Drama or a play is an adaptation to entertain the crowd in Greek, Roman and Indian civilizations. Gradually, it spread to other parts of the world and has become a major genre in literature. Romans influence over the English is predominant, when it comes to the development and rise of English drama. The introduction of Christianity and Latin language made it necessary for people to understand the Bible in Latin. However, education of noble languages like Latin was confined only to the nobles and members of the Church.
This has led to the development of preliminary drama, which was in control of the Church than production units [as found today]. The first play ever recorded performed at Dunstable, England is St. Katherine [1110 A.D.]. It was performed in Latin but was aimed to enlighten the English audience about the life and martyrdom of Katherine. From the Church interpretations of the Bible and various religious stories, the rise of English drama was slow.
Gradually, this form of entertainment has divided based on the performances. The play became secular with the development of “Folk Celebrations”, where the English were entertained with various stories like Robin Hood during the festival season. However, these plays were considered as degenerate by the members of the Church and drama again came to its origins [Bible]. The Church at that time also banned Strolling Minstrels representing the Barbarians, who invaded England. Therefore, the primary progress of drama came back to the Church.
It is also known as the religious drama, which used the texts of Christianity to perform either in or near the Church. However, they were not associated with the services of the Church.
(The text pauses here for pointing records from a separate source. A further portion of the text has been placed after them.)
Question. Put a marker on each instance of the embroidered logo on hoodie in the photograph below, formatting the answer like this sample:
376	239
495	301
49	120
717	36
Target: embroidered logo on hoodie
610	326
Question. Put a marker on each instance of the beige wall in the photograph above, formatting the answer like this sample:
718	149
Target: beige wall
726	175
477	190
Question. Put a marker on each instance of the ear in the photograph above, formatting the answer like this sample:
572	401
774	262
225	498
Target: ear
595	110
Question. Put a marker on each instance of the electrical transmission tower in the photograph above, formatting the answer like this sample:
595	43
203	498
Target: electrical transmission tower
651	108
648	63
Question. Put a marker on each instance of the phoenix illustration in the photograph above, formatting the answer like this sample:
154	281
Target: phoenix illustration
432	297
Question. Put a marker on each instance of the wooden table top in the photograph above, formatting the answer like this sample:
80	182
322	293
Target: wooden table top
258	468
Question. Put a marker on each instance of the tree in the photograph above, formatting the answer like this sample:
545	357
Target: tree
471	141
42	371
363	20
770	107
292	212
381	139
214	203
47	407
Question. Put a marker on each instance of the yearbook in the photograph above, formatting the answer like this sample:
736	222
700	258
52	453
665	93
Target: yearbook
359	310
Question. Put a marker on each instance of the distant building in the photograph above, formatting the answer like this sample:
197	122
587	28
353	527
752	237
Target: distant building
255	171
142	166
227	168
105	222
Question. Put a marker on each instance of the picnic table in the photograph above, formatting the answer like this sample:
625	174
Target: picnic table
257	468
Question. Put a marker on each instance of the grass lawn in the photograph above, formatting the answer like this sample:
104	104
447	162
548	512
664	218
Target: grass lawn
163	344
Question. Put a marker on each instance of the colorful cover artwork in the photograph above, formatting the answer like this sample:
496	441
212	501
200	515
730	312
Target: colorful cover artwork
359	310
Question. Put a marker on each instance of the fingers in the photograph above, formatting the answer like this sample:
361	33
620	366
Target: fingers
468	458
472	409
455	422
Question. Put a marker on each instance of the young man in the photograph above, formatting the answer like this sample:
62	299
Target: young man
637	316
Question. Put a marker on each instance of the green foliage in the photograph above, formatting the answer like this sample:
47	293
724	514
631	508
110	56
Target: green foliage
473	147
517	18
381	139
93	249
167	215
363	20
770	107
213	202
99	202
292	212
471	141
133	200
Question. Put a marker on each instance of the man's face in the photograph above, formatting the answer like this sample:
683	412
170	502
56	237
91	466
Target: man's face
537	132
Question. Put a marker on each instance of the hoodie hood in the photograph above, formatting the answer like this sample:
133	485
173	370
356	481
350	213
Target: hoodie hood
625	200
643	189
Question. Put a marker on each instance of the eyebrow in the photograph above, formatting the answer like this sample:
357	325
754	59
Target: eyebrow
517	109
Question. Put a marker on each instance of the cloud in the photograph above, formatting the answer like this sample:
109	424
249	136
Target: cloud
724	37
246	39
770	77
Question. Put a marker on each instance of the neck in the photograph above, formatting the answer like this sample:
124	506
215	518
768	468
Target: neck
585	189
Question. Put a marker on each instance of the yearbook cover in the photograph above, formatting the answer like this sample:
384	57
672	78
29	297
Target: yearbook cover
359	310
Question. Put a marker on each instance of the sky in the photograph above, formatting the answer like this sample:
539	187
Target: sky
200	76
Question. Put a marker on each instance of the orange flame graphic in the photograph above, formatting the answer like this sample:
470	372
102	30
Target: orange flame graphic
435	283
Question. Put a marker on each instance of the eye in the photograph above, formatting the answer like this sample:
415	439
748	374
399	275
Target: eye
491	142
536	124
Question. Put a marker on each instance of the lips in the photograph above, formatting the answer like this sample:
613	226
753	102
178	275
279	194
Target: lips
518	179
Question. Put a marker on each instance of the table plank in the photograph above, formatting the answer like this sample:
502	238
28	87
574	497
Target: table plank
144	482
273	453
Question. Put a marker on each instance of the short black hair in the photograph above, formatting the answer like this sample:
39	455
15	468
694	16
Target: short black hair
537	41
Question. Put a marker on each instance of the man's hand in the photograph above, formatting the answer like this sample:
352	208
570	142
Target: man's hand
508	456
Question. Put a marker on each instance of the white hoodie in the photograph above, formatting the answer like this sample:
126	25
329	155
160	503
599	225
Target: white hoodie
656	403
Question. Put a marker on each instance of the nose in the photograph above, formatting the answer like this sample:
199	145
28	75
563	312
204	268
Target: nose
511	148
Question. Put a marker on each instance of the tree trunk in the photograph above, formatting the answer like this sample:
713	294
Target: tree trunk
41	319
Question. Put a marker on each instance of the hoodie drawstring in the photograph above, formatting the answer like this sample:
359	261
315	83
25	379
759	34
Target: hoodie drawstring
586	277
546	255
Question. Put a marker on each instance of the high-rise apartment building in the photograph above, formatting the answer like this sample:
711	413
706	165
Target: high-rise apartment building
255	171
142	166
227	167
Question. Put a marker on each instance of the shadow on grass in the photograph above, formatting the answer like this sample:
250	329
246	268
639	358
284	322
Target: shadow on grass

They were well spread in England during the 12th century and were not as sophisticated as the later plays. The liturgical drama used Latin and the dialogues were chanted in the form of melodies. There was also involvement of dance, music and tunes. As the audience expected more, there were a lot of advancements and additions in the liturgy play and it gradually gave rise to the formation of mystery plays and morality plays.
Mystery and Morality plays
The rise of English drama has its foundations on these two forms of plays. While mystery plays were based on the stories in the Bible and the life of saints, the morality plays were based on the allegories of virtues and sins. Between the origin of morality plays and the development of mystery plays, English drama found a new place of performance at the marketplace. It became secular and guilds started to perform the plays as a means of entertainment.
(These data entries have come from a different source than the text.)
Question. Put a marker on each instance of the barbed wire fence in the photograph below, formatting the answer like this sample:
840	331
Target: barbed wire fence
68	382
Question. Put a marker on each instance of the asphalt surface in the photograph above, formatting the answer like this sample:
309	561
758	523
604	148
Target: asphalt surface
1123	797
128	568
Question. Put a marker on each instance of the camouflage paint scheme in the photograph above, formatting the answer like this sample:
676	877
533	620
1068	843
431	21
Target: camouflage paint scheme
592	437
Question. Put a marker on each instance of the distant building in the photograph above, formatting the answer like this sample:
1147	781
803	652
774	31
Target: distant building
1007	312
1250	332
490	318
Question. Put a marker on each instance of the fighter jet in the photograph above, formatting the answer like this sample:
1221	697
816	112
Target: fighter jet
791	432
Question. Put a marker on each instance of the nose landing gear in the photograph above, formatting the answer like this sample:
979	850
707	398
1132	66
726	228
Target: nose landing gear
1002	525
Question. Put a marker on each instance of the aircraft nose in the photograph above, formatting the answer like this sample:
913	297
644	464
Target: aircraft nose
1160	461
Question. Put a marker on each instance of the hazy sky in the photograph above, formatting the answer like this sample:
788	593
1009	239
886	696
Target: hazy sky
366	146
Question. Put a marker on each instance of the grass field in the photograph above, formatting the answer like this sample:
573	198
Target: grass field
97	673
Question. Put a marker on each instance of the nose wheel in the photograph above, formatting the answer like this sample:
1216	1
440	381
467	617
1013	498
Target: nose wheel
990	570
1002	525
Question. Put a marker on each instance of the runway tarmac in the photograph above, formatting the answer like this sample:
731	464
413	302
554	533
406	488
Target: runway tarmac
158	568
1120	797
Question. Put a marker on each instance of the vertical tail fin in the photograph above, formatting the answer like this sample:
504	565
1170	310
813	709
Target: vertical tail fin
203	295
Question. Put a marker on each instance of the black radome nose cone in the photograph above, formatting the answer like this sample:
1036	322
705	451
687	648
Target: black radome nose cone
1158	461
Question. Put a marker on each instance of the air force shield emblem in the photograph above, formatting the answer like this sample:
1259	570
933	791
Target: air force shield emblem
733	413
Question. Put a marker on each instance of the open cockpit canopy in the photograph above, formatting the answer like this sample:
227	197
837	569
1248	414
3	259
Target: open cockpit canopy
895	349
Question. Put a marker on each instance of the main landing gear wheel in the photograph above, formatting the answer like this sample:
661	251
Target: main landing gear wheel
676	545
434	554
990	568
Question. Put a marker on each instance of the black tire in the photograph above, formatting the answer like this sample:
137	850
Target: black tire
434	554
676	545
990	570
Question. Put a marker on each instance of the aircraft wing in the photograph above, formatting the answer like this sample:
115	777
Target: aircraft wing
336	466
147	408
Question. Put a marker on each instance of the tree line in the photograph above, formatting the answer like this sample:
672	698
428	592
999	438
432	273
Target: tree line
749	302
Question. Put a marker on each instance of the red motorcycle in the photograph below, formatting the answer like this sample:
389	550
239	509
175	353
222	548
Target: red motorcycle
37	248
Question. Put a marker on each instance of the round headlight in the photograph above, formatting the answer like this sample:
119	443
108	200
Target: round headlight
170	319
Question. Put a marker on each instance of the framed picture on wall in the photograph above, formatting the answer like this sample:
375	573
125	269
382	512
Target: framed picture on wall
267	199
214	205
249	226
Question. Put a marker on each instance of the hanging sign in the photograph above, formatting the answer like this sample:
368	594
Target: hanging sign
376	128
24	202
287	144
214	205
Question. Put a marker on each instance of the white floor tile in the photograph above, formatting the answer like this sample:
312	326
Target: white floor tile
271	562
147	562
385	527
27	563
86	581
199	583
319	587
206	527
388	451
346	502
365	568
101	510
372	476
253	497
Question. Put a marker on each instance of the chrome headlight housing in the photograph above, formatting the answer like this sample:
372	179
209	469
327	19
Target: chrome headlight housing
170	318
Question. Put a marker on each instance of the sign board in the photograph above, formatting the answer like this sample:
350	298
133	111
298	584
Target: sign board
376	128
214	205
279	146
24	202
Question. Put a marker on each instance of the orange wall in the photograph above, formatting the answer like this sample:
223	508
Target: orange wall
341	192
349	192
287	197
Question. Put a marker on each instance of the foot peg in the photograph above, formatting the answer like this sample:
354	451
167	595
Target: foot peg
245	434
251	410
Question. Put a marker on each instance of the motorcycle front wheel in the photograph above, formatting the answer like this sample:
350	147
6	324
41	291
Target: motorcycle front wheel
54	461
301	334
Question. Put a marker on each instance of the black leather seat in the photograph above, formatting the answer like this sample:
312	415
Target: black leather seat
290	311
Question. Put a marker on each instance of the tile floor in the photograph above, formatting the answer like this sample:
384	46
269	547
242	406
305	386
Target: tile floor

The influence of Seneca and the Golden period
Lucius Annaeus Seneca, the Italian, wrote his plays based on the philosophy of stoicism and revenge; there were no comic elements found in his plays. The English writers were much influenced by the “revenge tragedy” of Seneca. Thomas Sackville, Thomas Norton, Gascoigne, etc. were the first to adopt the elements of Seneca and it was expanded by many playwrights that followed. These plays were completely artistic and were not related to Church.
The increase in new kind of plays led to the formation of concrete theatres. The first theatre was built in the year 1576 by James Burbage and called “The Theatre”. Years later, in 1598, The Globe theatre was established and it went on to become the most famous theatre. The formation of theatres encouraged the growth of commercial playwrights, who made a living out of their works. The University wits helped the acceleration of the rise of English drama through their learned yet imaginative way of writing.
The Elizabethan age [1558-1603] witnessed a great evolution of the plays. The master playwrights like Christopher Marlowe, William Shakespeare, Thomas Kyd, etc. completely found a new way of writing plays and were never in line with the Church. As a result, many genres of plays came forth and nourished during the era; therefore, the Elizabethan age is considered as the Golden age of English drama. The rise of English Drama was emphatic and glorious in the hands of Elizabethan playwrights and they have completely changed the course of drama from the early liturgies.